— Ну так скажи, кто?
— Её в Ланне все величают госпожа Агнес девица Фолькоф. Не иначе, — шепчет Сыч.
— Вот то-то и оно, что Агнес теперь девица Фолькоф, и не вспоминай про Рютте, вообще позабудь про эту дыру поганую, — это название Волков и сам хотел бы забыть, и чтобы никто больше про то место при нём не вспоминал.
— Ладно, как прикажете, экселенц.
— Ну, и она прогнала тебя?
— Сначала спросила, вы ли меня послали. Ну, я говорю: а кто же ещё? Говорю, мол, господин волнуется, как вы тут живёте. А она мне, — Фриц Ламме снова говорит «женским» голосом: — езжай в Эшбахт и скажи дядюшке, чтоб не переживал. Всё у меня хорошо, ему волноваться не о чем. А ещё сказала, что приедет к вам вскоре.

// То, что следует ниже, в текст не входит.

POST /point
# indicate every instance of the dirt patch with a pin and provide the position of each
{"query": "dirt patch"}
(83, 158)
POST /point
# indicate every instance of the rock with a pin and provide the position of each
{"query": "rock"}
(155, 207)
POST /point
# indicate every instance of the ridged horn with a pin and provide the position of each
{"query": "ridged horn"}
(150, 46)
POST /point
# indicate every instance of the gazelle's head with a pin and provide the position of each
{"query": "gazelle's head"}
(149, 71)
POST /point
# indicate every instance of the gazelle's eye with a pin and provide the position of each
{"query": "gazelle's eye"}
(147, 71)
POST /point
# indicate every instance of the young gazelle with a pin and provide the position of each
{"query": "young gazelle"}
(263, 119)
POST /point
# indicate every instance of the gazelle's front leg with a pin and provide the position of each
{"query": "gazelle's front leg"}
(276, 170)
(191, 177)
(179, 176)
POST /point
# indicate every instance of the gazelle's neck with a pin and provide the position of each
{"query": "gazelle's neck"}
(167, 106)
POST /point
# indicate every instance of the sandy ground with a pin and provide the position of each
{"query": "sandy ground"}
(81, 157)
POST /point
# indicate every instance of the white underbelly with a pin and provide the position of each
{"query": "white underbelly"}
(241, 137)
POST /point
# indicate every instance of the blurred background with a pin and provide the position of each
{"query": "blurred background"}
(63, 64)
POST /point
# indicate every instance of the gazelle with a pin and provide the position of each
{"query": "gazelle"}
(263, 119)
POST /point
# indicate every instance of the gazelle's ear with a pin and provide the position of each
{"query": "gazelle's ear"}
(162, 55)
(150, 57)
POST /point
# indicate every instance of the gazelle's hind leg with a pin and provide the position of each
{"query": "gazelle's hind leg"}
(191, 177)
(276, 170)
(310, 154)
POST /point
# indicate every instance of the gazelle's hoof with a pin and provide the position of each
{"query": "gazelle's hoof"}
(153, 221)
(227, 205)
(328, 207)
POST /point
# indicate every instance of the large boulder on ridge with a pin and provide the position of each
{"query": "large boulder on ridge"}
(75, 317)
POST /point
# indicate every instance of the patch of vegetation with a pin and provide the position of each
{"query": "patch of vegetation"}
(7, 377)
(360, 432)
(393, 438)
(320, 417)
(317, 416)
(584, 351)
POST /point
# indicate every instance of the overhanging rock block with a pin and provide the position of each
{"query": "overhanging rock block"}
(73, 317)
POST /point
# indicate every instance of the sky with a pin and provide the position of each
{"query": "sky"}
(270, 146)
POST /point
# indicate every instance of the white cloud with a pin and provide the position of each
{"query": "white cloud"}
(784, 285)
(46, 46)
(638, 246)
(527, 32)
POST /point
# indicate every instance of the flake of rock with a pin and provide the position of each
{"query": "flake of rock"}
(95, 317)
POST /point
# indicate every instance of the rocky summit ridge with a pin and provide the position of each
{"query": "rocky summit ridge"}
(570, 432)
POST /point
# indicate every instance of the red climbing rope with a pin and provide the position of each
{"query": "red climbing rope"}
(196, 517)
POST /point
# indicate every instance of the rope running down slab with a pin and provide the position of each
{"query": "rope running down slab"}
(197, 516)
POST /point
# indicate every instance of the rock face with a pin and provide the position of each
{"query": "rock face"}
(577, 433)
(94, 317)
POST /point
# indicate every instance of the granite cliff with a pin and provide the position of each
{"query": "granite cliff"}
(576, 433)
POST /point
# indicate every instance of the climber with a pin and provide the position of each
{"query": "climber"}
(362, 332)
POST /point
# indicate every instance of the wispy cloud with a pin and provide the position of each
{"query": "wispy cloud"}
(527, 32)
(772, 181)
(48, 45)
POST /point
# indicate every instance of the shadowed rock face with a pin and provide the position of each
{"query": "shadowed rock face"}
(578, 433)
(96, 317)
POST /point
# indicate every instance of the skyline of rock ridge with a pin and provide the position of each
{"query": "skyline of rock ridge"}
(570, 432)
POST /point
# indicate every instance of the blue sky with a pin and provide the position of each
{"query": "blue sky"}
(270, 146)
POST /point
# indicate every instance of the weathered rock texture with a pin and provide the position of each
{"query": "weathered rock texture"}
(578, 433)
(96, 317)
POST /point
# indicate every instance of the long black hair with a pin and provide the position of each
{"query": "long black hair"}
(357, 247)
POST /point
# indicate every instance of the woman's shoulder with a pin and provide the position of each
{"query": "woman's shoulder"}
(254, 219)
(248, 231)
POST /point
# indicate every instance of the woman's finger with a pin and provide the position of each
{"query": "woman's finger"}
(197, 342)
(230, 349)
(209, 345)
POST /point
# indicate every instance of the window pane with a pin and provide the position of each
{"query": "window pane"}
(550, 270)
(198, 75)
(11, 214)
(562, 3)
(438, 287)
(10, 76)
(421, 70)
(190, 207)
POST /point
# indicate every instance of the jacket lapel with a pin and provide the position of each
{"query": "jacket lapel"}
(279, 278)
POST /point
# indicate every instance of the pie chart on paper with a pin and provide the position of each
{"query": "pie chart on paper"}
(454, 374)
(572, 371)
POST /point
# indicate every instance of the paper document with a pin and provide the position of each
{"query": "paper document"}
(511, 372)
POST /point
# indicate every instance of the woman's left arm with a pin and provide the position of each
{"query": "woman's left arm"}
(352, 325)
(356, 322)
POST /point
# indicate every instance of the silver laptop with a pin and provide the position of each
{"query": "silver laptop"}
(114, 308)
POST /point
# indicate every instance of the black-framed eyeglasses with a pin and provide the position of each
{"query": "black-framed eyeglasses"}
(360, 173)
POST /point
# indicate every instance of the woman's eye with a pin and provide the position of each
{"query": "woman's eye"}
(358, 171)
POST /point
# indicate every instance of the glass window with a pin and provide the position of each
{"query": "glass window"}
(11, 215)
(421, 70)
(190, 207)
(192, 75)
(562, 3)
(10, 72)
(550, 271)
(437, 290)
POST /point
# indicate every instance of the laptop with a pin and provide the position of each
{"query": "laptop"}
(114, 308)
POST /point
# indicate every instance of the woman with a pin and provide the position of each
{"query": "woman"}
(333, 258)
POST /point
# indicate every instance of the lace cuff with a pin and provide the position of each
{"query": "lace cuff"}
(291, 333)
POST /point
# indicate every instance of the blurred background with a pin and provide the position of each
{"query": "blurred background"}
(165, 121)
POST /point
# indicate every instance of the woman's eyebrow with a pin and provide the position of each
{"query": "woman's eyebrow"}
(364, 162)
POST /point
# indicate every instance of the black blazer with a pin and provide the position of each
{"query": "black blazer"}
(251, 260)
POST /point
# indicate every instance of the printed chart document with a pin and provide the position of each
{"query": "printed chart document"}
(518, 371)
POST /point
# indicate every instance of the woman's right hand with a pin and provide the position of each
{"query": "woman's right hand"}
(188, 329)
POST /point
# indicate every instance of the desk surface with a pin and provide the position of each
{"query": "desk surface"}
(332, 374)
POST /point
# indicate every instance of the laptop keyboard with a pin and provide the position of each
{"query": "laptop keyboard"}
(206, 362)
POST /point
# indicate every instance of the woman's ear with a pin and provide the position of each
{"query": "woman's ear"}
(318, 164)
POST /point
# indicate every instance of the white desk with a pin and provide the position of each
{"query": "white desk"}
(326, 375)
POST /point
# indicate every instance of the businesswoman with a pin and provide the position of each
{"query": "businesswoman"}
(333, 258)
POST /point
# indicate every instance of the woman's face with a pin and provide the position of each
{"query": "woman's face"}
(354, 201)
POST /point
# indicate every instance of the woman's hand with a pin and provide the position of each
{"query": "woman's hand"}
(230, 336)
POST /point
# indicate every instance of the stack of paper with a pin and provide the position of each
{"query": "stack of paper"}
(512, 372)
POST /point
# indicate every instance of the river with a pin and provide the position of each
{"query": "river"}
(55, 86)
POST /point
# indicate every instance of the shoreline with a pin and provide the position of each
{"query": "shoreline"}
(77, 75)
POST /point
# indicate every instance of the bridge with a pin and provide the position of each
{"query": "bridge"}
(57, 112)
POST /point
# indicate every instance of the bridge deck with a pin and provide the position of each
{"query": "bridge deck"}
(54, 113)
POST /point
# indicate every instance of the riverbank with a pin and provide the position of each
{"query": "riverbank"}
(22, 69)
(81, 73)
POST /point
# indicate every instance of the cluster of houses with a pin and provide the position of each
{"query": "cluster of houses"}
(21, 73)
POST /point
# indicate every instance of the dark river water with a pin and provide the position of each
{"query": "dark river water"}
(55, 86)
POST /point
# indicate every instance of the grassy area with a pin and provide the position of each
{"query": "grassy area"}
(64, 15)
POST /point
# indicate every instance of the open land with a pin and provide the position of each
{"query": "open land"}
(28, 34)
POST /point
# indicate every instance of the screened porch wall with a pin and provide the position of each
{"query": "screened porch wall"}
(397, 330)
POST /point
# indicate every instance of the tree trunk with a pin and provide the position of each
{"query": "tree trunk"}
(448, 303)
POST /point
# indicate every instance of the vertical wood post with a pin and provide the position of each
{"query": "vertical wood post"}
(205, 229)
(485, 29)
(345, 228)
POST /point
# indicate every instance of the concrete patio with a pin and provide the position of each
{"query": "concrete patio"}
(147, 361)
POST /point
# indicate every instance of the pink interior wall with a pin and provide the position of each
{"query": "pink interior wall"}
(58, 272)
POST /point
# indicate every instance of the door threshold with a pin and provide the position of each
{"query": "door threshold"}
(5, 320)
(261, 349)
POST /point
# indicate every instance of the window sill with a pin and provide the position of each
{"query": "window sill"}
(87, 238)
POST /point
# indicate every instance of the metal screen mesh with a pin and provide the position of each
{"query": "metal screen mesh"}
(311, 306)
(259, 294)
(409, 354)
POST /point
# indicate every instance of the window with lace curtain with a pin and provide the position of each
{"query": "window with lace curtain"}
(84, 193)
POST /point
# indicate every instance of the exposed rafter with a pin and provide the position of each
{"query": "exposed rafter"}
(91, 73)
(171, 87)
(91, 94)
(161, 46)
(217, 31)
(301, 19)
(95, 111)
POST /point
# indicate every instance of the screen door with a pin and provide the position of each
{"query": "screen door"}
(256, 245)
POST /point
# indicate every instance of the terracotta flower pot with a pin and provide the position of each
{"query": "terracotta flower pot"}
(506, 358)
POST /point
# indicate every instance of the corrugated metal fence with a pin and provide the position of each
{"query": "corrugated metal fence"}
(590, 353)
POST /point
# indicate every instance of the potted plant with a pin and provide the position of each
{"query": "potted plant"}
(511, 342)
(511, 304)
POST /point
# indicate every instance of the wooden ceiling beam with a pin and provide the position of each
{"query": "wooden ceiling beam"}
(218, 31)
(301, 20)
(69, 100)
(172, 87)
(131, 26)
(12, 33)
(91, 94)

— Приедет? Ко мне, сюда? — удивляется барон.
— Ага, — кивает коннетабль. — Дело у меня к нему есть, говорит, и тянуть с ним не буду, приеду на днях.
— Но что за дело у неё, не сказала? — Волков тут немного призадумался: он посчитал, что Агнес хочет поговорить с ним о делах… «Брунхильде она дала пятьсот золотых, значит, деньги у неё есть. Может, хочет дом выкупить, в котором живёт?».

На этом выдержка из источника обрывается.